The moment stretched. It was madness to think about giving in to this attraction. He knew it, and he was sure that she did, too. Yet he leaned closer, his gaze blurring, his senses filling with her nearness, until the soft exhalation of her breath warmed his lips.
“Don’t,” she whispered.
He felt the word more than he heard it. “Kelly…”
She slipped her hand between them, steepled her fingers on his chest and pushed him back.
He let her do it, knowing he should be thankful, hating the fact that he wasn’t.
“You still have the wrong idea,” she said. “All I’m interested in from you is business, that’s it. As I told you before, this isn’t personal.”
“If you’re going to spend the next week spying on me, it’s going to get damn personal.”
“It doesn’t have to.” She slipped sideways along the dressing table until she could step clear of him. “Stephan’s estate has eighty-seven acres. The main house has fifty-five rooms and there is enough guest accommodation on the property to house a small army. Unless we have business to do or you need to leave the estate, we probably won’t even see each other.”
“Whoa, what’s this about the estate?”
“I’m not going to be moving in with you, Nathan. It’s the other way around.
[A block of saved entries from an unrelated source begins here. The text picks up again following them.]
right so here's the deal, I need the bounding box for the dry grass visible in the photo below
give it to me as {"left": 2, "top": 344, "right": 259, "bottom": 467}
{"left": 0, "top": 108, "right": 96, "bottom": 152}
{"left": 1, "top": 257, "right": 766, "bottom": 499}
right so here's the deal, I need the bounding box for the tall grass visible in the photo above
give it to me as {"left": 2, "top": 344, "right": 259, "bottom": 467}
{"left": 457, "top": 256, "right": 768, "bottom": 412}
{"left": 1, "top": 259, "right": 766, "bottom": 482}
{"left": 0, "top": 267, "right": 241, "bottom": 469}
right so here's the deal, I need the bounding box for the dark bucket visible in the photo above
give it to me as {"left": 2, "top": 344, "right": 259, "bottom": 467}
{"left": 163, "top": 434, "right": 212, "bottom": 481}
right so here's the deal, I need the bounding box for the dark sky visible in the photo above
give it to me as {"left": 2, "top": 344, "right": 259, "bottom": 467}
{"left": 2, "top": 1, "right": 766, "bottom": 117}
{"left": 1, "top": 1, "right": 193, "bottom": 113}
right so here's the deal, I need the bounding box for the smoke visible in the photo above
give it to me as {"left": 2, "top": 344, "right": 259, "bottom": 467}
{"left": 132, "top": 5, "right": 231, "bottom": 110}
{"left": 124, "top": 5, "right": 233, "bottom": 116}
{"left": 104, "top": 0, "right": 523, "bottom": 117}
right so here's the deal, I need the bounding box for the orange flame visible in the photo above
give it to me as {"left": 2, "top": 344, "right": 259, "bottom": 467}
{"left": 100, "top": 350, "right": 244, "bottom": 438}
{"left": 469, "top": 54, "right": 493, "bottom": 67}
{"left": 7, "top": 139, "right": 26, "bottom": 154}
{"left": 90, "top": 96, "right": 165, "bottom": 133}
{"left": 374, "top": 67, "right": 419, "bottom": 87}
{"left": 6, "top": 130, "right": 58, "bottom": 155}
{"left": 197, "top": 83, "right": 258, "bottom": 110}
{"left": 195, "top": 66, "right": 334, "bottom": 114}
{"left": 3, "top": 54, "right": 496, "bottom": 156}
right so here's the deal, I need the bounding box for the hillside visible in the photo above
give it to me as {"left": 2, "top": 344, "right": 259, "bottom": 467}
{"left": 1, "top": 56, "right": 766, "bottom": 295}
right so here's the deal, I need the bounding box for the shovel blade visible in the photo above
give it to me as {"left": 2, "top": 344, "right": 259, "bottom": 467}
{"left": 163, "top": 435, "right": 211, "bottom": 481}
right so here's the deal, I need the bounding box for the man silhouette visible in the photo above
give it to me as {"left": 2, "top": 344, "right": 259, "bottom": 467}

Until the deal is done, Stephan wants you to stay with us.”
The rhythm of the words was soothing, as familiar and well-worn as the rabbit Jamie clutched. Kelly pitched her voice low, savoring the peaceful hush of the evening routine. She had chosen Robert Munsch’s Love You Forever tonight. She remembered her own mother reading it to her. They would snuggle together on the bed, just as she was doing with Jamie, only that bed had been crammed under the eaves of a bedroom a quarter the size of this one.
Kelly had liked the way the ceiling had sloped over her head. It hadn’t felt cramped, it had felt cozy. In the summer, the breeze through her window had brought the sound of rustling leaves from the big maple in the front yard and the train whistle from the crossing at the bend of the highway. In the winter, she would curl up under the same quilt that her mother had used as a child, the one her grandmother had embroidered with nursery rhyme characters.
“‘I’ll love you forever,’” Kelly read. “‘I’ll like you for always. As long as I’m living, my baby you’ll be.’”
The words were a chorus that was repeated throughout the story, a song from a mother to her child. Kelly carried them in her heart. Whenever she needed to hear them, she could call up the memory of that bedroom in the house in Maple Ridge and it all came back. Not just the sounds and the images, but the feelings: safety, comfort, belonging and, above all, the persistence of love.
She brushed a kiss on the top of her son’s curls before she turned the page. When she had been a child, she had listened to her mother’s voice more than to the words. She hadn’t understood the emotion she’d heard—it wasn’t until she’d had a baby of her own that she did—yet she hadn’t been too young to understand the power of a voice.
That was when Kelly had first dreamed of being a singer.
Would her mother still love her if she knew what Kelly had become?
She blinked hard to stop the rush of tears. Damn that Nathan Rand for stirring up the past with his questions yesterday. Sometimes she could go for days without thinking about it, but the home and the family she’d left behind were too much a part of her to forget for long.